GLOW: Global Illumination-Aware Inverse Rendering of Indoor Scenes Captured with Dynamic Co-Located Light & Camera
Jiaye Wu, Saeed Hadadan, Geng Lin, Peihan Tu, Matthias Zwicker, David Jacobs, Roni Sengupta
TL;DR
GLOW tackles inverse rendering of multi-object indoor scenes under co-located light and camera by modeling global illumination with a dynamic radiance cache and a specularity-aware loss. It integrates neural implicit surface representation with a radiance cache to enable efficient, physically grounded rendering and joint optimization of geometry and BRDF. Key contributions include a geometry bootstrap via near-field lighting, a dynamic radiance cache that accommodates moving lights, and a surface-angle weighting loss that mitigates flashlight-induced artifacts, leading to substantial improvements in albedo and roughness while maintaining geometry quality.

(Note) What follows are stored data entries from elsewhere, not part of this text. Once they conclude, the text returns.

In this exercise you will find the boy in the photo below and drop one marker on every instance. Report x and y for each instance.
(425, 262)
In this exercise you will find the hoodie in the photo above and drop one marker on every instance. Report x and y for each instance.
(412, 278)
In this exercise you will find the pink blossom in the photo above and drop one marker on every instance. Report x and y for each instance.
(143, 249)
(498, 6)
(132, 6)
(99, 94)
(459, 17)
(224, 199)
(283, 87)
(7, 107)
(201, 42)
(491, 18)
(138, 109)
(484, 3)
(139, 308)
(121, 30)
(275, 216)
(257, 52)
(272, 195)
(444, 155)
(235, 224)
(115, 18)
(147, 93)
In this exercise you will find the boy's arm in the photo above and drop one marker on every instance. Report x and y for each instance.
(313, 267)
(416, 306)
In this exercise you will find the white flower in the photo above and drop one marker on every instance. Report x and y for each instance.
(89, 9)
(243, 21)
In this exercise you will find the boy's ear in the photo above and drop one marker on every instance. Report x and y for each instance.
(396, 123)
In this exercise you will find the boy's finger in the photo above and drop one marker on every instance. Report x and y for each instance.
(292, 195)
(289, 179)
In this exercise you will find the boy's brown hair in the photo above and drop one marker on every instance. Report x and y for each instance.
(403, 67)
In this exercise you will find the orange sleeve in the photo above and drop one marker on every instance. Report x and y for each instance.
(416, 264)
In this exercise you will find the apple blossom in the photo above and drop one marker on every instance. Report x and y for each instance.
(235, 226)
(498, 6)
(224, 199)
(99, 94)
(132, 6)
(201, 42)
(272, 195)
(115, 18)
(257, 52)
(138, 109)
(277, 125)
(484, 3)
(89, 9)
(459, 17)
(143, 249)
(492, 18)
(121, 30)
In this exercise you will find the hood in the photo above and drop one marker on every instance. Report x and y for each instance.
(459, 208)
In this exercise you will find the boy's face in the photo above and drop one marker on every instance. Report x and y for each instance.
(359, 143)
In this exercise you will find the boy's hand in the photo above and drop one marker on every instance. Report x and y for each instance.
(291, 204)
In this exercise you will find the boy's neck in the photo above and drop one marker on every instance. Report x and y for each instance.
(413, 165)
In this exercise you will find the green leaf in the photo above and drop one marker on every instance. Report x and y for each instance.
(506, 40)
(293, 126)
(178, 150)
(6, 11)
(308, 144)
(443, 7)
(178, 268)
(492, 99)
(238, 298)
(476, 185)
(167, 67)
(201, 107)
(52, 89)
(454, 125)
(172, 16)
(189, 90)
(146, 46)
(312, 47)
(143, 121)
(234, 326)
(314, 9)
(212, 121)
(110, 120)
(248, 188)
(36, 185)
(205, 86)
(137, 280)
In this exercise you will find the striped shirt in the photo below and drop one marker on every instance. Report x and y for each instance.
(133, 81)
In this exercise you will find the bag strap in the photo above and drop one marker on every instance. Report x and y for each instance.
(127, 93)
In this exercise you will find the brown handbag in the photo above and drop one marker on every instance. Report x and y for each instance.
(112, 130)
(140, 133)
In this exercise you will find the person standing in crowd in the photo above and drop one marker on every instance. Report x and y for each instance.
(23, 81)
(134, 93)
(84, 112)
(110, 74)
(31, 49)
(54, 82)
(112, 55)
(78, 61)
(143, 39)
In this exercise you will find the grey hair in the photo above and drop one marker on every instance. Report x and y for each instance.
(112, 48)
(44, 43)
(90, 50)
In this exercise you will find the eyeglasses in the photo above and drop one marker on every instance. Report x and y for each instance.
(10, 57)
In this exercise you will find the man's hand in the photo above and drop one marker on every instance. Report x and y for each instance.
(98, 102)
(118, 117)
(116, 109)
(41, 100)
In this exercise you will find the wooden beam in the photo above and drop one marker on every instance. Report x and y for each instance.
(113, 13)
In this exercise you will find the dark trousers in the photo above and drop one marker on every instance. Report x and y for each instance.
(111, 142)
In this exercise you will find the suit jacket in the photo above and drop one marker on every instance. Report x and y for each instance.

The approach enables effective relighting and material editing in realistic indoor scenes using accessible capture setups.
Abstract
Inverse rendering of indoor scenes remains challenging due to the ambiguity between reflectance and lighting, exacerbated by inter-reflections among multiple objects. While natural illumination-based methods struggle to resolve this ambiguity, co-located light-camera setups offer better disentanglement as lighting can be easily calibrated via Structure-from-Motion. However, such setups introduce additional complexities like strong inter-reflections, dynamic shadows, near-field lighting, and moving specular highlights, which existing approaches fail to handle. We present GLOW, a Global Illumination-aware Inverse Rendering framework designed to address these challenges. GLOW integrates a neural implicit surface representation with a neural radiance cache to approximate global illumination, jointly optimizing geometry and reflectance through carefully designed regularization and initialization. We then introduce a dynamic radiance cache that adapts to sharp lighting discontinuities from near-field motion, and a surface-angle-weighted radiometric loss to suppress specular artifacts common in flashlight captures. Experiments show that GLOW substantially outperforms prior methods in material reflectance estimation under both natural and co-located illumination.